FP16 and market support

Bouncing Zabaglione Bros. · Dec 31, 2003

radar1200gs said:
As I said before, you should see what nVidia's FP32/FP16 is truly capable of with NV40.

(yawn) "Wait for the next drivers/revision/hardware - then you'll see how my dad will beat your dad". We've only been hearing that from the Nvidia fan boys for the last 18 months. I guess that's one thing that hasn't changed.

radar1200gs said:
Shame about how NV3x ended up, but in the end nVidia were correct to just get on with NV40 rather than waste resources and effort trying to fix the unfixable. In the end NV3x is extremely competitive in everything bar DX9 and DX9 isn't exactly setting the gaming world on fire at present.

WTF? They made a whole range of cards and sold them to consumers. They launched, and then cancelled NV30 after making a few thousand chips. How is that not "wasting resources"? What justification have Nvidia got for cheating consumers and conning them into buying an "unfixable" card?

radar1200gs said:
In the end NV3x is extremely competitive in everything bar DX9 and DX9 isn't exactly setting the gaming world on fire at present.

Rubbish. NV3x can't even match the previous generation of Nvidia cards, let alone the current competition of ATI cards.

As for DX9, that's advancing fast, and even in DX8, it takes a top of the range card to get good results.
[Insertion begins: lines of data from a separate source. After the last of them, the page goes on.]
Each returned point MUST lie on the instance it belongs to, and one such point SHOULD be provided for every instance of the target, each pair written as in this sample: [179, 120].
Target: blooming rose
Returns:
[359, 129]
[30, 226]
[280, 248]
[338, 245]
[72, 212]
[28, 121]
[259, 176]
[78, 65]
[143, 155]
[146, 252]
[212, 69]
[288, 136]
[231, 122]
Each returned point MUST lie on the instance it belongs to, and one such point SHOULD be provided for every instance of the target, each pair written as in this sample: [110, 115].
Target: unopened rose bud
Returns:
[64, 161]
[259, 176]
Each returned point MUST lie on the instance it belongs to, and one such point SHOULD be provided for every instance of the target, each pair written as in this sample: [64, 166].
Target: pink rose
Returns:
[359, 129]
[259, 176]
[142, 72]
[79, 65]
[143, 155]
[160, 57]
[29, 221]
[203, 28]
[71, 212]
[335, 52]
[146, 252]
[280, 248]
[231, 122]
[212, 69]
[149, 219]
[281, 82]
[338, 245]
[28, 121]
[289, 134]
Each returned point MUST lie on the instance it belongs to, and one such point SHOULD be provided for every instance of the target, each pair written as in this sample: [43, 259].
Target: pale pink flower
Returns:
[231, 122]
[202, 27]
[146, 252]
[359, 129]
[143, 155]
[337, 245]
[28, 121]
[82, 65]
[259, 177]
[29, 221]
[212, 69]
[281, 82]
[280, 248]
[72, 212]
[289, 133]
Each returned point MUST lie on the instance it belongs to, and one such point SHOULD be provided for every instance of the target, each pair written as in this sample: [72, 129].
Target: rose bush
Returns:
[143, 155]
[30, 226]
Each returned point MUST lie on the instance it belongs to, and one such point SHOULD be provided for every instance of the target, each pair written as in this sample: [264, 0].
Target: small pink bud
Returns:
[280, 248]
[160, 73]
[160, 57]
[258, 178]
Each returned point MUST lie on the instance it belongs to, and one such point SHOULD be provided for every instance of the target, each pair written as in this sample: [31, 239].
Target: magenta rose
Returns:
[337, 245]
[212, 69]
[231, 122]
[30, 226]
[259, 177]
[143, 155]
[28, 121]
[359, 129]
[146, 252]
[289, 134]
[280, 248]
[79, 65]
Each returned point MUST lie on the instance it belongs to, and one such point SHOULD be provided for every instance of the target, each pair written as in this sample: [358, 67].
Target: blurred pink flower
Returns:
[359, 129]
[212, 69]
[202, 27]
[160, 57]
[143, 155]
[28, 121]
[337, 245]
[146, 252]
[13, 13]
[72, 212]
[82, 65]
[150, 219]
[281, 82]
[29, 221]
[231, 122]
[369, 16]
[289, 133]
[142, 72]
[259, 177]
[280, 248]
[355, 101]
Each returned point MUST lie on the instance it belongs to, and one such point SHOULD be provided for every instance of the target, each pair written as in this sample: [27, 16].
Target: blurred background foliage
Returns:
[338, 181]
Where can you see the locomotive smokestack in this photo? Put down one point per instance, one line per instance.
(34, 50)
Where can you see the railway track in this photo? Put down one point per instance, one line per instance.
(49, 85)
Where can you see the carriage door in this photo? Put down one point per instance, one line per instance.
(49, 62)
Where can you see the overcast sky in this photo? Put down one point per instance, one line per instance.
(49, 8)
I'm sure the people who just spend $500 on a top of the range DX9 card from Nvidia will be pleased to hear that it's "unfixable" and will need to be thrown away in a few months to get reasonable performance in DX9.

Jeeez, if there's one thing I hate, it's crossing wits with those that are unarmed.

radar1200gs · Dec 31, 2003

jimbob0i0 said:
radar1200gs said:

If the rumors that R420/R423 will support a higher precision are true and _PP support comes along with that higher precision (which I believe it will, since for R300 to easily support _PP it would have had to be FP12 which is below the minimum microsoft specify) then I will LMAO.

Click to expand...

WTF????

Just where on earth have you pulled that one from?

The ATi guys have already said that if they go to FP32 it will be the same 'layout' at R300 - as in through the pipeline on eprecision not multiple.... heck they already said that *if* MS had said FP32 was the minimum precision in DX9 that the R300 could have handled that with 'relatively minor' alterations.... die size would have gone up and hence the yield per wafer would decrease causing cost of production to rise slightly... but they could have/would have done it.... multiple precisions never was in the picture.

OKAY - given a hypothetical situation however where R4xx is a multiple precision chip why oh why would you suggest that they would use FP12 anyway? Wouldn't FP24/32 make more sense....???? Or *even* FP16/32 like NV????

BESIDES R300 has bugger all to do with the future of multiple precisions anyway it was, is and will remain FP24 and there is no way to change that - it is IN THE HARDWARE! Any and all _pp hints in place are ignored and everything is run at full precision.

Excuse me while I fall off my chair laughing at you.

The simplest way to add _PP support short of actually adding dedicated registers is to split (or combine) your current registers. The simplest and most effective way to do that is to split them in half. ATi could probably have gotten FP16 out out their FP24 registers but the complexity would likely have mostly negated the benefits.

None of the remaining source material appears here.